Francis of Assisi is the patron saint of Italy, and also of animals, because he occasionally would preach to them when his human congregation fell asleep or got mad at his pointed, vivid homilies. He is also the patron saint of the environment.

Francis died on October 3, 1226. His feast day is October 4. To honor the memory of Francis, many churches, especially in the Catholic and Anglican traditions, hold services of Blessing of the Animals on or close to Francis’ feast day, but it’s also fitting to celebrate a service of Blessing of the Animals near Christmas, because Francis of Assisi is the first person we know of to put animals in his nativity scenes.
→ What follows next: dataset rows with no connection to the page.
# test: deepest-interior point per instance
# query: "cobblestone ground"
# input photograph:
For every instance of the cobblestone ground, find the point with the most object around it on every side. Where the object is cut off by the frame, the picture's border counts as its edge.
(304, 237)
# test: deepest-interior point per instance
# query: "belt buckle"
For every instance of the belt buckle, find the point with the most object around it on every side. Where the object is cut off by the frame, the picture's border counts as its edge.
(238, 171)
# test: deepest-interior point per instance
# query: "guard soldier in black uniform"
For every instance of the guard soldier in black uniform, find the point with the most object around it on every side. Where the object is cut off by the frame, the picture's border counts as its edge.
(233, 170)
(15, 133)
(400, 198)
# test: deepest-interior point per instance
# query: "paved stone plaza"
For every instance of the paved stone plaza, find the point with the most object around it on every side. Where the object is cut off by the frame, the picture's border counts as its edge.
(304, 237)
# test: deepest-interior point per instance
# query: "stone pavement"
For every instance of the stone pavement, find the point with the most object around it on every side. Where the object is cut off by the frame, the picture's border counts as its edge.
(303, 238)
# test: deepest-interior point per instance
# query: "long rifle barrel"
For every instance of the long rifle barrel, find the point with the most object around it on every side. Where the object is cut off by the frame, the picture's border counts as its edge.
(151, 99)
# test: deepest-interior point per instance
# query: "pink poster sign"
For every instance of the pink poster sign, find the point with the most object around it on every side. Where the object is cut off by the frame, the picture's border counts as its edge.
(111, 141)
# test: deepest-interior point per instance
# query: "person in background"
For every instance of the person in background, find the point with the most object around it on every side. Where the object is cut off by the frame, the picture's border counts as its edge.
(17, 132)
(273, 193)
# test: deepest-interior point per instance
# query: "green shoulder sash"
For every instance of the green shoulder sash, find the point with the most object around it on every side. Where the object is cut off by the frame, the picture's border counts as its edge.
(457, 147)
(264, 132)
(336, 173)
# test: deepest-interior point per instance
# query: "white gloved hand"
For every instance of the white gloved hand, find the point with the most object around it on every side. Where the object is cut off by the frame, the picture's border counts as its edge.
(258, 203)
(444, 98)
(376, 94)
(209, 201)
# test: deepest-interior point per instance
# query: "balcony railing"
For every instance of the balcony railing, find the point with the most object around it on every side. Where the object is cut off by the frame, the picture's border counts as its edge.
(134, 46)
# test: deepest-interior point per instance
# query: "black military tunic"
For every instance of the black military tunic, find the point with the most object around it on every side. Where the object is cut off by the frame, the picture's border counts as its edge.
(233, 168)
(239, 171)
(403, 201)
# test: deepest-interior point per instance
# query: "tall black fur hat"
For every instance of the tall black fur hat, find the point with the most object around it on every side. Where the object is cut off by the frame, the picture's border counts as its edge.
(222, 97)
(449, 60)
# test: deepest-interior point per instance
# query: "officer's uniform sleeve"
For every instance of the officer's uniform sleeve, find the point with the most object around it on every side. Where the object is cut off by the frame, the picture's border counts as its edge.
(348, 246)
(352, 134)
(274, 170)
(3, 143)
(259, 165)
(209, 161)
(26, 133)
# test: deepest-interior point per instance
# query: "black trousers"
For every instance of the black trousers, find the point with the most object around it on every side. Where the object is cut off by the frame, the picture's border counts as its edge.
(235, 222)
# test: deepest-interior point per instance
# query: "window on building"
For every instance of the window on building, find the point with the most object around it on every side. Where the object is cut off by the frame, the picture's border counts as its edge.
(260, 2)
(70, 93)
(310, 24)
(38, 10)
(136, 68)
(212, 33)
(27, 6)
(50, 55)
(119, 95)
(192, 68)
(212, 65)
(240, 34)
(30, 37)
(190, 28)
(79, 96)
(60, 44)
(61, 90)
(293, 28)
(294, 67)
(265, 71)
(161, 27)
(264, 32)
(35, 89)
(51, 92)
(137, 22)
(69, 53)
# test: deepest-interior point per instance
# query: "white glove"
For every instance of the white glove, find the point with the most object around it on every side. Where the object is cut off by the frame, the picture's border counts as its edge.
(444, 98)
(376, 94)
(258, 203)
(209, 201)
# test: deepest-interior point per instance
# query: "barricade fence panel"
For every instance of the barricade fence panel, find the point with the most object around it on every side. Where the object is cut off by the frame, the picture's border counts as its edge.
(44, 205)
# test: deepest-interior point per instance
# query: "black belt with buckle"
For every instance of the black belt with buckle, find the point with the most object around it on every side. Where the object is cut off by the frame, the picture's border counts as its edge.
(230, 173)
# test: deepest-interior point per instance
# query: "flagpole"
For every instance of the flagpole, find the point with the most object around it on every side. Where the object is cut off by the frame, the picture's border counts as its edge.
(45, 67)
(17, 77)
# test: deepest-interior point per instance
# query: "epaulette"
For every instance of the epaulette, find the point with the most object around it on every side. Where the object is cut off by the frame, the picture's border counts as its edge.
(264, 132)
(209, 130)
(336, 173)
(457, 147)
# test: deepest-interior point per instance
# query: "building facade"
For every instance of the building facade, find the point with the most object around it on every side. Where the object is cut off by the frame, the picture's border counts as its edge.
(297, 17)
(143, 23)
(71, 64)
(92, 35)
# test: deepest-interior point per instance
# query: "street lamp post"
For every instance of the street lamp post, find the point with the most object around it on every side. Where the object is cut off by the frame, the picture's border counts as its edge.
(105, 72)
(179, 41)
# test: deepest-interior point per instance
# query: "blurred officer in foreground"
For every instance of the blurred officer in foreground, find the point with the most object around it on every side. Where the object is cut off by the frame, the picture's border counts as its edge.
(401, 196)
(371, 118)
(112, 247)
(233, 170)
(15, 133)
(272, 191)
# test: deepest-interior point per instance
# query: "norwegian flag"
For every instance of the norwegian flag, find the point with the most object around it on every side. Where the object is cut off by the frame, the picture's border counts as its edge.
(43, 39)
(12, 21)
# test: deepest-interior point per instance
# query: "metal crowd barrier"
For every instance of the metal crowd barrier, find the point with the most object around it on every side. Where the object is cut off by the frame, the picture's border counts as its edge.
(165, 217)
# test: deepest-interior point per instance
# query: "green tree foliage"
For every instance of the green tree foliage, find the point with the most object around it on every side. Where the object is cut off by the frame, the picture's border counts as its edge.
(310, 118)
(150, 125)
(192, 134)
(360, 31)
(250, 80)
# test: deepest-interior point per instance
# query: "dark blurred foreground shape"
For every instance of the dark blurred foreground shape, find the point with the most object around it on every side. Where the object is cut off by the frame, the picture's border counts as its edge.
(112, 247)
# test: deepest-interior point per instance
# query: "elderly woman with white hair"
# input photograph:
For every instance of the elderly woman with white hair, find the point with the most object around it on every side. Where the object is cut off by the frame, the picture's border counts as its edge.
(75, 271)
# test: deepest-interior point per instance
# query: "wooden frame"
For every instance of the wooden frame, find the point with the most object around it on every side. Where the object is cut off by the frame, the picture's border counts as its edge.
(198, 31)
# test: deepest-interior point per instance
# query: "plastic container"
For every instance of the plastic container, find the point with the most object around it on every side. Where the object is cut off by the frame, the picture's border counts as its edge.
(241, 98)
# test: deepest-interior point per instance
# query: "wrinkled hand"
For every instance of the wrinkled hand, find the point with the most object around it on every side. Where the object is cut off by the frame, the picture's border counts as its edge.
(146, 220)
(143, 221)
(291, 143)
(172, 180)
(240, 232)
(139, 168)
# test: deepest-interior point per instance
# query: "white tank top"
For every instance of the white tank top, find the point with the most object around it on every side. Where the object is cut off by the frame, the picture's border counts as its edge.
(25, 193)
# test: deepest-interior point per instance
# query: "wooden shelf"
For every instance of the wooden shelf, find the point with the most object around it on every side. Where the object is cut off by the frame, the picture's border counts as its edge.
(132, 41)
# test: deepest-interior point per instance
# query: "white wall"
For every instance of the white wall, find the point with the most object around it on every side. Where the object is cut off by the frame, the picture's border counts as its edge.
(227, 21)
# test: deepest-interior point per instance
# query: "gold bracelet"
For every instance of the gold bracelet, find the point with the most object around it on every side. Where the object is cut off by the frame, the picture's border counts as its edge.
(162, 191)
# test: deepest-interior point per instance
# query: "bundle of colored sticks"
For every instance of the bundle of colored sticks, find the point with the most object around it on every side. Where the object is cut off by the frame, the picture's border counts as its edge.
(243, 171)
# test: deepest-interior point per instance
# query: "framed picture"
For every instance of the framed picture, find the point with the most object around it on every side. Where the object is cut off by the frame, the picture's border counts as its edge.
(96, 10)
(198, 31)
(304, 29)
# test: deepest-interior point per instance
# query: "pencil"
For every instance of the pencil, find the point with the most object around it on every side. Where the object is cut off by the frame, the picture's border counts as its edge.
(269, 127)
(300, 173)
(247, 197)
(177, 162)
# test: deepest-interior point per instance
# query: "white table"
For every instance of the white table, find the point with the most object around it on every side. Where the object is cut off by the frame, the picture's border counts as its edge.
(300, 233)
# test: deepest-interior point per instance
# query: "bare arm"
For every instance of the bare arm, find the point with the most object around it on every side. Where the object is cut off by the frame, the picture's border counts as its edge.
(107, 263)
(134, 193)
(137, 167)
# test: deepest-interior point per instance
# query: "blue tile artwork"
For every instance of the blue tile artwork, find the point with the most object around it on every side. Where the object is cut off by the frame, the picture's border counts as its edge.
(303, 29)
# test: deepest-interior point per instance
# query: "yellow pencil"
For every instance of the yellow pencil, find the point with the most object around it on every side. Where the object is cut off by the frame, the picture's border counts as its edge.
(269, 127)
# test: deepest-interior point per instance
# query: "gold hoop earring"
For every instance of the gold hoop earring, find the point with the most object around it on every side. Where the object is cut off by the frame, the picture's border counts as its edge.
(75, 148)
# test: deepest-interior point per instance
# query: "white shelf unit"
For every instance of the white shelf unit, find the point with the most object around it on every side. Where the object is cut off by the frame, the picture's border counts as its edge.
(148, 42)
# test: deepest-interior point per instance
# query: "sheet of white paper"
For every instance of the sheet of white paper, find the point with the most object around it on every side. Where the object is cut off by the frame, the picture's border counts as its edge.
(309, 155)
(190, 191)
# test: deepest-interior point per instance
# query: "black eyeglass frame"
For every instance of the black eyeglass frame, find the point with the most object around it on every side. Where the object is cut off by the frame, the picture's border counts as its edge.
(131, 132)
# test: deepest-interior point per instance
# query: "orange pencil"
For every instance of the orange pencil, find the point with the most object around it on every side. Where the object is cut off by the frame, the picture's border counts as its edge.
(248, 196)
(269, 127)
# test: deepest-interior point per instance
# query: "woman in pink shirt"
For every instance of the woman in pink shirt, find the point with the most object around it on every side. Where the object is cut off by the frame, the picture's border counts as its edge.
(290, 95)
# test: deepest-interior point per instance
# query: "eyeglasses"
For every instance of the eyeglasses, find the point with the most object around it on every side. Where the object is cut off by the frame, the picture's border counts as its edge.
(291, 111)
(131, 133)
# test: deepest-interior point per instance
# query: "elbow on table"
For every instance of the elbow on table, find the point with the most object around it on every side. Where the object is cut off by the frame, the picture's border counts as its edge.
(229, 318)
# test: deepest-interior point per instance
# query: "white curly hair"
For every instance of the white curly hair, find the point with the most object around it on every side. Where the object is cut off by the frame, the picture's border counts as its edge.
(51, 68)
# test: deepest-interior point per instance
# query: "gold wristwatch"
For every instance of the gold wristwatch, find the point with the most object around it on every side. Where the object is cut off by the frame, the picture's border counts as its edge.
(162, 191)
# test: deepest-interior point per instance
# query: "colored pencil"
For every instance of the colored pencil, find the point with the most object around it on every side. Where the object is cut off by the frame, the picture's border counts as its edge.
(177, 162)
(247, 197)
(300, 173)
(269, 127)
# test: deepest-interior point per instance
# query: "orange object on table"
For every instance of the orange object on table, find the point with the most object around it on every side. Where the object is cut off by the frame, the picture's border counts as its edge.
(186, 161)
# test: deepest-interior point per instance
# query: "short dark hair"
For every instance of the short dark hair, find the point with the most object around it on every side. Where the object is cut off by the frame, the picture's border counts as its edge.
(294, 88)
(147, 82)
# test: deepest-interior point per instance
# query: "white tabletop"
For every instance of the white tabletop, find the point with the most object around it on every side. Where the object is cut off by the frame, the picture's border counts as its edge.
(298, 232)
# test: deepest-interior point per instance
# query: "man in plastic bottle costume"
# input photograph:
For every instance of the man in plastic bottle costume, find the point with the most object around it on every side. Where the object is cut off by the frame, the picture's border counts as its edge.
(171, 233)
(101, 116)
St. Luke doesn’t mention any animals at the birth of Jesus. He doesn’t even mention the stable that is so prominent in Christian imaginations at Christmastime. All Luke talks about are the sheep the shepherds were watching over in the nearby pasture, and also the fact that there was no room in the inn for Joseph and Mary, so she laid her newborn son in a manger.

But Francis figured that where there was a manger, there must have been a stable, and where there was a stable, there must have been animals.

In fact, there is a long tradition in the Christian Church that the stable Joseph and Mary used as a labor and delivery ward belonged to the shepherds the angels visited that first Christmas night in the nearby pasture. That’s how those shepherds knew right where to find the Holy Family after the angels made their announcement; it was literally in their own backyard.

So one December in 1223, Francis of Assisi wants to stage a huge, joyful Christmas tableau replete with human actors playing Joseph and Mary, and a real live infant for the baby Jesus, and also borrowed farm animals to represent Jesus’ first worshipful congregation–definitely some sheep, maybe a cow or two, surely a sheepdog; one ancient supposition has it that there was a donkey present in that stable for the birth of Jesus; 30 years later, that same donkey would give Jesus a ride into the city of Jerusalem.

After the nativity tableau, Francis threw a huge party for his human guests, and saw to it that extra grain and hay and seed were available for the animals.

And so on the first Sunday after Christmas, we at Kenilworth Union bless our furry, faithful, four-footed friends, to honor St. Francis, because since 1223, no crèche we’ve ever seen has been animal-less.

I am quite certain that one of Francis’ favorite Bible passages was Psalm 104: “The young lions roar for their prey, seeking their food from God. All the animals look to God for their food in due season.”

So we bless our faithful friends, because where would we be without them?